When we’re struggling to feel compassionate, we’re living from a place of fear. It may look like lack, judgment, impatience, frustration, etc., but it always stems from that survival brain where it believes, in some way, there is not enough or we are not enough.

Gratitude, like kindness, can help increase our feelings of compassion.

When we feel grateful and hold a thought of gratitude we cannot hold a thought of fear at the same time. The two different parts of the brain where these feelings stem from, cannot be active simultaneously.

So in the same way our brain habitually wants to take us out of our moments of gratitude with "survival mode thoughts", we can re-train it to get out of survival mode through thoughts of gratitude.

I've been listening to gratitude meditations recently and a few messages I've heard have stuck with me and I want to share them with you. Hopefully they help increase your experiential feelings of gratitude today.

Each day there are 1 million people who don't wake up.
So each day that you wake up, that the people you love wake up with you, is a truly great day.
 


Each day is a gift in itself.
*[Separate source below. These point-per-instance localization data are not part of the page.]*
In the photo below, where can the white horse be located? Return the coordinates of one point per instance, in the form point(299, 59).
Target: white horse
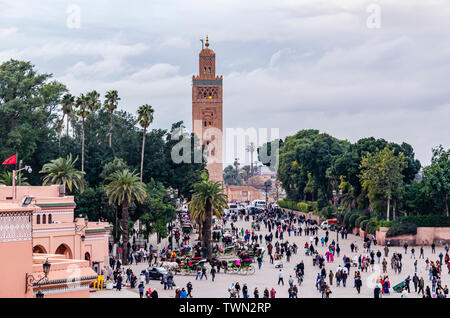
point(169, 265)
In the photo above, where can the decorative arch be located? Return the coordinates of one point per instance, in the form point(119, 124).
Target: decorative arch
point(39, 249)
point(64, 250)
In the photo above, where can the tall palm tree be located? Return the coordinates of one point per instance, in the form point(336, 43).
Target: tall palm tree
point(67, 109)
point(83, 112)
point(123, 189)
point(145, 118)
point(93, 101)
point(111, 99)
point(207, 200)
point(63, 171)
point(251, 148)
point(6, 179)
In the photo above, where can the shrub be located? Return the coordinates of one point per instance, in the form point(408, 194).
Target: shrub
point(359, 219)
point(347, 218)
point(363, 224)
point(401, 228)
point(385, 223)
point(313, 206)
point(328, 212)
point(303, 207)
point(371, 226)
point(353, 218)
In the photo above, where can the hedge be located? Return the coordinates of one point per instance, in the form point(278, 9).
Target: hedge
point(298, 206)
point(426, 220)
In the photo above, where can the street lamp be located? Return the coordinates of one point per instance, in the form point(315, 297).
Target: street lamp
point(27, 168)
point(39, 294)
point(30, 279)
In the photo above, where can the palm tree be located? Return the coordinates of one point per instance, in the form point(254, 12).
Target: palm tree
point(145, 118)
point(63, 171)
point(207, 200)
point(111, 99)
point(6, 179)
point(123, 189)
point(93, 101)
point(83, 112)
point(67, 109)
point(251, 148)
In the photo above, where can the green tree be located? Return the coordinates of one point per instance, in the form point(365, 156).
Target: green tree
point(110, 104)
point(145, 118)
point(208, 200)
point(6, 179)
point(82, 103)
point(67, 109)
point(123, 189)
point(381, 176)
point(251, 149)
point(437, 177)
point(63, 171)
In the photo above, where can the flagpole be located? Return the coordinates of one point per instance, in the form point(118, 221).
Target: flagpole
point(14, 179)
point(14, 185)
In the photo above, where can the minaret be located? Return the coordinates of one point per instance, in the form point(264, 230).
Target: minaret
point(207, 118)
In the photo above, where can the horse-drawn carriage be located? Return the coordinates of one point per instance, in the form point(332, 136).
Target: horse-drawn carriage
point(238, 266)
point(186, 228)
point(228, 251)
point(189, 265)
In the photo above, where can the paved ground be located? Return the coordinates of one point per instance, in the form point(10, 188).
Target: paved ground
point(268, 275)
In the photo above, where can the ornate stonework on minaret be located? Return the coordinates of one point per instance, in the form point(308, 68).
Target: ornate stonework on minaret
point(207, 113)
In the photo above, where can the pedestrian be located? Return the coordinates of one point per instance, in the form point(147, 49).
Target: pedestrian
point(280, 277)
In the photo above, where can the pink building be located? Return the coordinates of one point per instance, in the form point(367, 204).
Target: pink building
point(43, 229)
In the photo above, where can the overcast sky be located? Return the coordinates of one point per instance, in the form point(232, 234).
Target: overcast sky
point(290, 64)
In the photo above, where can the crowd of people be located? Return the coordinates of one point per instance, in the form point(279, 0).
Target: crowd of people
point(333, 269)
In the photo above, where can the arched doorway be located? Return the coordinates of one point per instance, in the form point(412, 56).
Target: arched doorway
point(64, 250)
point(39, 249)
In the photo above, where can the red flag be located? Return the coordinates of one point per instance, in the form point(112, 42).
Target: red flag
point(10, 161)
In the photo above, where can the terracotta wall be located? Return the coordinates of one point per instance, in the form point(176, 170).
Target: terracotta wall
point(425, 236)
point(15, 263)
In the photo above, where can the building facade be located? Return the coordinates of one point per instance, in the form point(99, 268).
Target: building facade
point(207, 111)
point(45, 229)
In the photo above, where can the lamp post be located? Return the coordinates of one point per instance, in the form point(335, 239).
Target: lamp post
point(27, 168)
point(30, 279)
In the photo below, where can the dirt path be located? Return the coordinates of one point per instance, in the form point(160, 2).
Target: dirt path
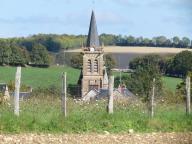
point(149, 138)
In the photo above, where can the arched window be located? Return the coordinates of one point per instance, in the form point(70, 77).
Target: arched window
point(89, 66)
point(95, 65)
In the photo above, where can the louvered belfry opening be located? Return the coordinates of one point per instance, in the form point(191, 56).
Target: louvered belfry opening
point(93, 65)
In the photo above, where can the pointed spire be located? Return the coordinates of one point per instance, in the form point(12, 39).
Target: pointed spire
point(93, 39)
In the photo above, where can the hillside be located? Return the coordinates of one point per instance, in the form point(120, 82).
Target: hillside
point(143, 50)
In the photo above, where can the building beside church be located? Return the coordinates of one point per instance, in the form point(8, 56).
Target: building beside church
point(93, 75)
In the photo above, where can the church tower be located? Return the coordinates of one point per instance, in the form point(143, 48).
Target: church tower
point(94, 75)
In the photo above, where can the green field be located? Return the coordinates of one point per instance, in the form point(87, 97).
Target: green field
point(45, 77)
point(44, 115)
point(171, 82)
point(40, 77)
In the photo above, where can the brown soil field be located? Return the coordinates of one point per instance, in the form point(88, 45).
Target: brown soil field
point(120, 49)
point(146, 138)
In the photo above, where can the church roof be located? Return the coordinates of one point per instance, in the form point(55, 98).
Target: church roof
point(93, 39)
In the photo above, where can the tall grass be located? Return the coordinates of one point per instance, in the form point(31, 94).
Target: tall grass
point(43, 114)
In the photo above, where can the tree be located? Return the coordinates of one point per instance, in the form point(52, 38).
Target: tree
point(182, 63)
point(186, 42)
point(39, 55)
point(141, 80)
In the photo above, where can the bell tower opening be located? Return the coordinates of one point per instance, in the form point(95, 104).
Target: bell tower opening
point(93, 63)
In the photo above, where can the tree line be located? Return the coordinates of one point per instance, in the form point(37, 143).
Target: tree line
point(37, 49)
point(176, 66)
point(148, 67)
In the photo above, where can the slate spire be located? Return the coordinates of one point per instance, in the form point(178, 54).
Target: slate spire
point(93, 39)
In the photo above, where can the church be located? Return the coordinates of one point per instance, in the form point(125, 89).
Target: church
point(93, 75)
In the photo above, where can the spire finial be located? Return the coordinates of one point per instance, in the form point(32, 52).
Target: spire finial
point(93, 4)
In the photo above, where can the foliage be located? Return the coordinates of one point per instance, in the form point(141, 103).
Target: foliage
point(181, 87)
point(146, 69)
point(39, 55)
point(182, 63)
point(123, 80)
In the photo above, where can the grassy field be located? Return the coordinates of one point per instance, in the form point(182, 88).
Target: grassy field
point(171, 82)
point(40, 77)
point(45, 77)
point(43, 114)
point(129, 49)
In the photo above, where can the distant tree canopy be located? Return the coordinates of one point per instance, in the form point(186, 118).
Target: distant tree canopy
point(22, 51)
point(178, 65)
point(146, 69)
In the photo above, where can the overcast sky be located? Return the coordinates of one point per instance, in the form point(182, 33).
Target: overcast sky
point(145, 18)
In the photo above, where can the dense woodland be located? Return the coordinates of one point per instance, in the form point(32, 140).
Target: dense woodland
point(39, 50)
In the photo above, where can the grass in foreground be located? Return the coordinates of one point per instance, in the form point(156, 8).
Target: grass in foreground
point(44, 115)
point(46, 77)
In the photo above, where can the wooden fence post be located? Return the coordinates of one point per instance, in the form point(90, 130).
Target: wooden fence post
point(110, 100)
point(152, 98)
point(17, 88)
point(188, 99)
point(64, 93)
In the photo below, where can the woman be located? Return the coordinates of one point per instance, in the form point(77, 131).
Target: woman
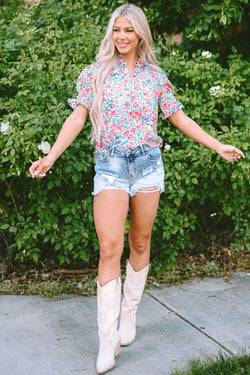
point(122, 91)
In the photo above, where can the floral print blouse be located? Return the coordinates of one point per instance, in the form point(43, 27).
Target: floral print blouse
point(130, 103)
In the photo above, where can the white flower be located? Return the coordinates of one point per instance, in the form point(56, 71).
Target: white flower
point(206, 54)
point(5, 127)
point(44, 147)
point(217, 91)
point(214, 214)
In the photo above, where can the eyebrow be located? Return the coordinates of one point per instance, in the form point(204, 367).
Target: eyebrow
point(127, 28)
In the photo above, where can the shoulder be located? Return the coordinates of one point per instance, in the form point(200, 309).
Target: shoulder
point(160, 76)
point(88, 72)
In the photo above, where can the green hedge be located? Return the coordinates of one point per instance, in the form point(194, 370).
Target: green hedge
point(43, 51)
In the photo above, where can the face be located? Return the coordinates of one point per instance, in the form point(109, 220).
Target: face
point(124, 37)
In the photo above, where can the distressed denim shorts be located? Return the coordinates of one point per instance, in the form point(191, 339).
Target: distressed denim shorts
point(129, 169)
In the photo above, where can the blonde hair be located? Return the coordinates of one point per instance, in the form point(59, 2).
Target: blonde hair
point(108, 56)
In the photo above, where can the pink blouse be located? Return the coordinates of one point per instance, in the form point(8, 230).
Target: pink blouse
point(130, 103)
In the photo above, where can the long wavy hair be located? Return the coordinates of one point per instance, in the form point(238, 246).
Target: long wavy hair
point(108, 56)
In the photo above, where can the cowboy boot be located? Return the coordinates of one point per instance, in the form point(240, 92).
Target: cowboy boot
point(133, 289)
point(108, 309)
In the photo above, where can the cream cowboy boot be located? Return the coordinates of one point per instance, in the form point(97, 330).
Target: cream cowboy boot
point(133, 289)
point(108, 309)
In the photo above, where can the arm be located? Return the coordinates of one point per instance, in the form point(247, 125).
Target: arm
point(189, 127)
point(70, 130)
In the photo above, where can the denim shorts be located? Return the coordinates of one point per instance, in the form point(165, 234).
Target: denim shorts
point(129, 169)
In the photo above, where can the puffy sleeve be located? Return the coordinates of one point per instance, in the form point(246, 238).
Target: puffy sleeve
point(84, 88)
point(167, 102)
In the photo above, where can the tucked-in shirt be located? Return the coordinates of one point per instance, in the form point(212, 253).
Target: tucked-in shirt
point(130, 103)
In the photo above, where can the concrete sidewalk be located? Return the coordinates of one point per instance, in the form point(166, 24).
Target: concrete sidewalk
point(58, 336)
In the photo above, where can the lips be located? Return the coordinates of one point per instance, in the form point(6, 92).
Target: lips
point(122, 45)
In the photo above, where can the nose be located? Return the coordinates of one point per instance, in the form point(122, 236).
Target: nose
point(121, 35)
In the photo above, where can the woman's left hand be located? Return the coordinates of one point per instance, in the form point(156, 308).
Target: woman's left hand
point(230, 152)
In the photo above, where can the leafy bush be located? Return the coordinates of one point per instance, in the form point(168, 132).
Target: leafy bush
point(44, 49)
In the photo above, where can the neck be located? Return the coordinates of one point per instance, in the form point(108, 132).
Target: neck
point(130, 60)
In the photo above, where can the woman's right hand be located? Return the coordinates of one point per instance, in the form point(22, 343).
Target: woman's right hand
point(39, 168)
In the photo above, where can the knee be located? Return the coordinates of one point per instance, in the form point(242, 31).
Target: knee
point(109, 251)
point(140, 244)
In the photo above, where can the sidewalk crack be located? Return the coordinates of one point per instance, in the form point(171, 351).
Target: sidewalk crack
point(190, 323)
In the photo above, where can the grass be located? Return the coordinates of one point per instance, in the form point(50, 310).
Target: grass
point(50, 288)
point(220, 365)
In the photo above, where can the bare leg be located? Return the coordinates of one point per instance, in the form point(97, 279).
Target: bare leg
point(143, 207)
point(110, 212)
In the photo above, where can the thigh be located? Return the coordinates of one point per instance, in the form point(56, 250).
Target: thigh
point(110, 212)
point(143, 210)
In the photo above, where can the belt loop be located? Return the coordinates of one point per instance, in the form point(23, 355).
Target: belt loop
point(142, 150)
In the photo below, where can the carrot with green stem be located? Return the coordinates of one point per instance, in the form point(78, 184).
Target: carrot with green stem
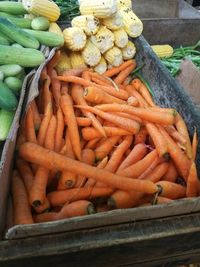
point(52, 160)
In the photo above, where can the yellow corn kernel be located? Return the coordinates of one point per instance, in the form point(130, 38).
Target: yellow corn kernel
point(77, 60)
point(129, 51)
point(104, 39)
point(114, 22)
point(63, 63)
point(131, 23)
point(88, 23)
point(91, 54)
point(121, 38)
point(45, 8)
point(114, 56)
point(101, 67)
point(75, 38)
point(55, 28)
point(163, 50)
point(100, 8)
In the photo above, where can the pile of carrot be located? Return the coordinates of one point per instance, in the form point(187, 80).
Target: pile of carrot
point(91, 143)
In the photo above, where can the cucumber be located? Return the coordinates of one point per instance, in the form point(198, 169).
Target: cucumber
point(10, 69)
point(40, 24)
point(15, 84)
point(8, 100)
point(47, 38)
point(14, 8)
point(25, 57)
point(18, 35)
point(6, 119)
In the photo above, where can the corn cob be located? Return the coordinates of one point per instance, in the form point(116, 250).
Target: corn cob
point(162, 50)
point(88, 23)
point(129, 51)
point(77, 60)
point(114, 56)
point(55, 28)
point(91, 54)
point(45, 8)
point(104, 39)
point(63, 63)
point(75, 38)
point(131, 23)
point(100, 8)
point(102, 66)
point(114, 22)
point(121, 38)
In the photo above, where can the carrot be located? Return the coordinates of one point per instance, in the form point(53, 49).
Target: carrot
point(125, 73)
point(181, 161)
point(97, 96)
point(89, 133)
point(59, 130)
point(129, 125)
point(192, 182)
point(171, 174)
point(21, 207)
point(77, 208)
point(52, 160)
point(182, 129)
point(115, 70)
point(68, 110)
point(105, 147)
point(141, 136)
point(29, 127)
point(77, 95)
point(158, 139)
point(36, 115)
point(194, 144)
point(44, 124)
point(143, 113)
point(171, 190)
point(136, 169)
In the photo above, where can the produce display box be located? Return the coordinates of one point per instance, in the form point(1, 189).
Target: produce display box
point(167, 94)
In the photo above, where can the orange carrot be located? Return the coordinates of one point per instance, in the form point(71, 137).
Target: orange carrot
point(77, 95)
point(21, 207)
point(52, 160)
point(29, 126)
point(129, 125)
point(171, 190)
point(68, 110)
point(143, 113)
point(89, 133)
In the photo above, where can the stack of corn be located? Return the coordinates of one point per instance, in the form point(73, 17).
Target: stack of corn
point(98, 38)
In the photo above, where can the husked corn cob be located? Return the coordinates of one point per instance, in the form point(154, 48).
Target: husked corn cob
point(55, 28)
point(63, 63)
point(104, 39)
point(75, 38)
point(121, 38)
point(129, 51)
point(77, 60)
point(114, 56)
point(131, 23)
point(91, 54)
point(45, 8)
point(100, 8)
point(102, 66)
point(88, 23)
point(114, 22)
point(163, 50)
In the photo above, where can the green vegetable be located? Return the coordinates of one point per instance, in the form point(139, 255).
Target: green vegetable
point(8, 100)
point(25, 57)
point(6, 119)
point(40, 24)
point(18, 35)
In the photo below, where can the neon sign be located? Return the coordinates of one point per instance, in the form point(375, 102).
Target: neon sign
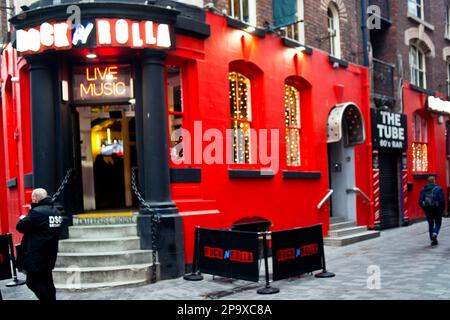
point(107, 33)
point(108, 82)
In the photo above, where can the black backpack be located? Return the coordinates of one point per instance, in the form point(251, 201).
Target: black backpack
point(430, 201)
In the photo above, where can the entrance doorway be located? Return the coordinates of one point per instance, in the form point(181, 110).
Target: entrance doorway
point(345, 129)
point(389, 190)
point(108, 154)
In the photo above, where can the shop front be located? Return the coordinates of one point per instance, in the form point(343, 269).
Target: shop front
point(390, 142)
point(108, 99)
point(428, 115)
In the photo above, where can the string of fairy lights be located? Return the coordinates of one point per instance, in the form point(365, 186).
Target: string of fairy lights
point(241, 117)
point(292, 116)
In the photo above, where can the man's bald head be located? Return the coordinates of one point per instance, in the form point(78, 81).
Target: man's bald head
point(38, 195)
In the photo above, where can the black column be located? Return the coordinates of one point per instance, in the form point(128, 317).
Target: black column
point(155, 169)
point(43, 124)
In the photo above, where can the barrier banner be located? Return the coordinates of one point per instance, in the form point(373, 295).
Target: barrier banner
point(231, 254)
point(5, 259)
point(297, 251)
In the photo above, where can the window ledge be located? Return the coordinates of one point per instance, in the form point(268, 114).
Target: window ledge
point(424, 176)
point(291, 43)
point(298, 175)
point(342, 63)
point(185, 175)
point(416, 19)
point(250, 174)
point(238, 24)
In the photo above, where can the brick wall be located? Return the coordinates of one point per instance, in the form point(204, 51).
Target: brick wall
point(390, 42)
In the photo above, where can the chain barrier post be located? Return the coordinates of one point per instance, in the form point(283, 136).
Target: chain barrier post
point(16, 282)
point(195, 275)
point(267, 289)
point(155, 219)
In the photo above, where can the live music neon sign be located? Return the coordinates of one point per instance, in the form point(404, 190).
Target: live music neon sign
point(98, 82)
point(107, 33)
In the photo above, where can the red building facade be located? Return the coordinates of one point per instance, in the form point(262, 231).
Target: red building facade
point(215, 76)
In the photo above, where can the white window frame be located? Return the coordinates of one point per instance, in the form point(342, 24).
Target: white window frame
point(447, 23)
point(251, 11)
point(448, 78)
point(334, 30)
point(416, 9)
point(418, 73)
point(297, 28)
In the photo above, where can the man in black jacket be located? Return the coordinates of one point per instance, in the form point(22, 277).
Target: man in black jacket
point(41, 229)
point(432, 202)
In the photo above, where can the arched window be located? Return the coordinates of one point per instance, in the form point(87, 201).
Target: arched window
point(244, 10)
point(334, 31)
point(417, 66)
point(420, 144)
point(293, 125)
point(241, 117)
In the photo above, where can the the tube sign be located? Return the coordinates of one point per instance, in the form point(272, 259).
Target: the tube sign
point(389, 130)
point(102, 82)
point(105, 32)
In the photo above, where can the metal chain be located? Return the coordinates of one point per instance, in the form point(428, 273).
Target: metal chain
point(155, 218)
point(63, 184)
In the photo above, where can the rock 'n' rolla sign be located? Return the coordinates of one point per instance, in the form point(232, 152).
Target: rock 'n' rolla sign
point(389, 130)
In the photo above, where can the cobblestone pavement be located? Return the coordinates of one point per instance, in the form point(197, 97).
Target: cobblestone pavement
point(409, 269)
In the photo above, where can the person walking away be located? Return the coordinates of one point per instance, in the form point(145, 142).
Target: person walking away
point(41, 229)
point(433, 204)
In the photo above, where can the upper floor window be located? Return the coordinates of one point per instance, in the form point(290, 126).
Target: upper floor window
point(241, 117)
point(415, 8)
point(334, 31)
point(447, 23)
point(420, 143)
point(296, 31)
point(176, 112)
point(244, 10)
point(448, 79)
point(293, 125)
point(417, 66)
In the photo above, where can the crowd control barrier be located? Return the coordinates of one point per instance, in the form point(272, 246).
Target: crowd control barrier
point(235, 254)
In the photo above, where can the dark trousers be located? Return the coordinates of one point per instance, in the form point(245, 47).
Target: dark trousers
point(434, 223)
point(41, 283)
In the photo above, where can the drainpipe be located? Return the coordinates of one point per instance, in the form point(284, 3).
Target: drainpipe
point(364, 31)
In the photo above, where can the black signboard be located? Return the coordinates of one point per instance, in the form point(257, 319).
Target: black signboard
point(5, 260)
point(297, 251)
point(389, 130)
point(231, 254)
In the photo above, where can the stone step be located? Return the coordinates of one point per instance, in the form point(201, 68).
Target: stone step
point(342, 225)
point(74, 277)
point(346, 231)
point(103, 231)
point(99, 245)
point(347, 240)
point(336, 219)
point(88, 219)
point(103, 259)
point(100, 285)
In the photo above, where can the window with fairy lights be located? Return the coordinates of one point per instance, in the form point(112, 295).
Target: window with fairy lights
point(293, 125)
point(420, 143)
point(241, 117)
point(353, 125)
point(176, 112)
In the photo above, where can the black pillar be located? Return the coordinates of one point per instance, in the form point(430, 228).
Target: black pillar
point(43, 124)
point(155, 169)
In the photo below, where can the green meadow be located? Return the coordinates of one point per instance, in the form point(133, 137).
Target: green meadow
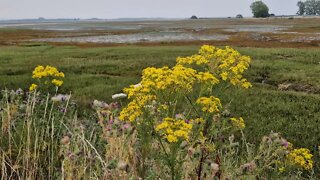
point(284, 98)
point(97, 73)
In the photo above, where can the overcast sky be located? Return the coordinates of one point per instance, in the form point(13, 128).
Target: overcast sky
point(18, 9)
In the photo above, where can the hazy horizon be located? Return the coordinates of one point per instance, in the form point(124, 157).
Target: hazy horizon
point(105, 9)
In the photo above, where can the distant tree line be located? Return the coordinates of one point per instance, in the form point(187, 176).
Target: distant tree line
point(309, 7)
point(259, 9)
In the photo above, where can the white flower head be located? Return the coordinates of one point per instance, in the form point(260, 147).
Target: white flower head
point(120, 95)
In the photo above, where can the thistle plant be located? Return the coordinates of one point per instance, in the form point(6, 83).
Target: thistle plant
point(176, 110)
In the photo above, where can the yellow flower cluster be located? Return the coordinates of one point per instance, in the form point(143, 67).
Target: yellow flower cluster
point(238, 122)
point(174, 129)
point(48, 72)
point(228, 64)
point(209, 104)
point(33, 87)
point(134, 109)
point(207, 78)
point(301, 158)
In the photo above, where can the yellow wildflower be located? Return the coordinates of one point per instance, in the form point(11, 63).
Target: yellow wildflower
point(302, 158)
point(33, 87)
point(209, 104)
point(56, 82)
point(174, 129)
point(238, 122)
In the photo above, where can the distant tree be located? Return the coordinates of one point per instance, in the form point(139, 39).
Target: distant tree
point(259, 9)
point(302, 8)
point(194, 17)
point(312, 7)
point(239, 16)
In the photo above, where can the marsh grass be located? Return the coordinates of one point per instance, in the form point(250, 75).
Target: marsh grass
point(44, 139)
point(97, 73)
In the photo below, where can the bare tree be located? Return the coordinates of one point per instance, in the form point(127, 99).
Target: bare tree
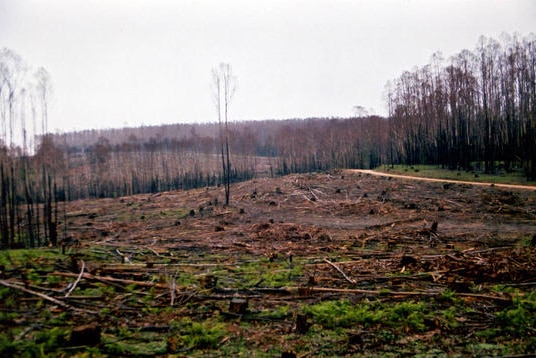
point(224, 86)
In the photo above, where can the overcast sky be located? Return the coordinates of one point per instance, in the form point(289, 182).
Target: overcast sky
point(117, 63)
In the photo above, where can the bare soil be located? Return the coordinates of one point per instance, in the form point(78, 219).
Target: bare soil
point(356, 237)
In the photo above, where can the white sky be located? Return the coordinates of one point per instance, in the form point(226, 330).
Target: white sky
point(117, 63)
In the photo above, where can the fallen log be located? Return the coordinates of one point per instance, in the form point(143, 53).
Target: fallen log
point(45, 297)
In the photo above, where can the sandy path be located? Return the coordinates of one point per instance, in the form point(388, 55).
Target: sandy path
point(508, 186)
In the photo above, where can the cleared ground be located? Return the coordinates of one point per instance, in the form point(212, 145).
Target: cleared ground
point(326, 264)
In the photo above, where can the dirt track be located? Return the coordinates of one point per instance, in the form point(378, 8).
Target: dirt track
point(508, 186)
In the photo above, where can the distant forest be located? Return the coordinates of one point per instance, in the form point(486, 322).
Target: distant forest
point(473, 111)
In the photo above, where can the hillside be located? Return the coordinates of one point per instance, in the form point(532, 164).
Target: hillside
point(320, 264)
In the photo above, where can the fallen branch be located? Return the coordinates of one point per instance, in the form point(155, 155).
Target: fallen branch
point(77, 280)
point(43, 296)
point(340, 271)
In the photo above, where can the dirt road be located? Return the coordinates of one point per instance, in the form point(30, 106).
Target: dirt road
point(508, 186)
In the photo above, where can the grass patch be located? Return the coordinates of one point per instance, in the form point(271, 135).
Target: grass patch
point(433, 171)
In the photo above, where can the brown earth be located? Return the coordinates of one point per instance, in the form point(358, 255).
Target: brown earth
point(357, 236)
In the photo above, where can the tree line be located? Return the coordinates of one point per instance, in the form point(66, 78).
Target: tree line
point(474, 110)
point(29, 198)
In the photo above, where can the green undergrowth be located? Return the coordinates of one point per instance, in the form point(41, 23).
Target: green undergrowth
point(140, 321)
point(433, 171)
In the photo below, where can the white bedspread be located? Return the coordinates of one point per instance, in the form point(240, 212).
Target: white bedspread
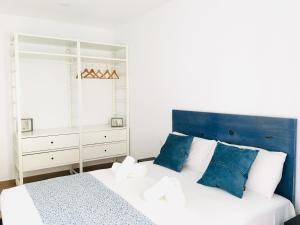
point(205, 205)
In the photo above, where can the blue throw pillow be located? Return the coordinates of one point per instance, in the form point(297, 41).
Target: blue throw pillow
point(174, 152)
point(229, 169)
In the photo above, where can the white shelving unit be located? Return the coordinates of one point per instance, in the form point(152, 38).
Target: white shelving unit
point(71, 115)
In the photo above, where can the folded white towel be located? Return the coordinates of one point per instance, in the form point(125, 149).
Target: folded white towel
point(167, 188)
point(124, 169)
point(128, 169)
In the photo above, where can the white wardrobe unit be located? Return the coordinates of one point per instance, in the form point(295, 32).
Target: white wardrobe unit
point(71, 108)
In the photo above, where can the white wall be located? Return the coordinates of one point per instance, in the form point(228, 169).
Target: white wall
point(230, 56)
point(8, 25)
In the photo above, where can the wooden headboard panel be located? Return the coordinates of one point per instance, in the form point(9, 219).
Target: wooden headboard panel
point(273, 134)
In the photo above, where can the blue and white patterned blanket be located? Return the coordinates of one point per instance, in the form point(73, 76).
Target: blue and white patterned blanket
point(81, 199)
That is why it is called the present. 


You think today is just another day? 

It is not. 

It is the gift that has been given to you. 

That is why it is called To-Day. 


Here are 3 more quick tools to increase compassion for yourself and others:

  1. Presence: When we physically presence ourselves, we remind our survival brain that we are safe and in this moment we can relax.

  2. Connection: When we bond with something outside ourselves, be it another person, nature, a pet, it takes the focus of ourselves and our own ego and we remember that we are connected to all things, which comes from a place of love.

  3. Giving: Finding a way to give to someone else, no matter how big or small, whether that’s time, skills, money, energy takes the brain out of lack and any feelings that you don’t have enough or are not enough and can bring a sense of abundance and contentment. When we focus on others, our world expands. Our own problems drift to the periphery of the mind and so seem smaller, and we increase our capacity for connection - or compassionate action.”